Sunday, December 13, 2015

Advent 3

The world, said a visiting preacher in church this morning at the end of her sermon, is too dangerous for anything but truth, and too big for anything but love. That's a quotation, the internet instructs me, from William Sloane Coffin, but it spoke powerfully to my feelings about the present moment.

Others, too, sense a gathering of clouds of war, a big one, whether in the proto-WW1-like conflicts on the margins of empires or the proto-WW2-like rise of near-fascist political movements. I quail at the thought that one of those hundreds of millions of guns making sport of our national security will be misused in a way which sets off an avalanche.

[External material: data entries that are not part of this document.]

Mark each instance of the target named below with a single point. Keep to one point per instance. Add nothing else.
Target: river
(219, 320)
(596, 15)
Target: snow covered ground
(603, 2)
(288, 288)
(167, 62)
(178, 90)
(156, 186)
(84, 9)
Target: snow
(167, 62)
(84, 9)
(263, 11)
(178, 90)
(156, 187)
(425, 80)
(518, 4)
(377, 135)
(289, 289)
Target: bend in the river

I'm thinking of some vigilante Islamophobe, not of the police in their continued murder of young men of color. But that may be because, while in Shanghai, I missed another avalanche. The year I was away seems to have been an epochal year for America, one in which the dream - "the Dream," Martin Luther King's dream, the "arc of justice" dream - died, or nearly. Can we do this? Have we the will?

Even in this unseasonable warmth - New York came close to hitting the high set for this day in 1925 today - the darkness of the season gets to you. The detritus of a year's getting and spending starts to block your view, even of yourself. Hope seems harder to maintain, more clearly a theological gift, a grace.

Light another candle. Maranatha, come Lord Jesus.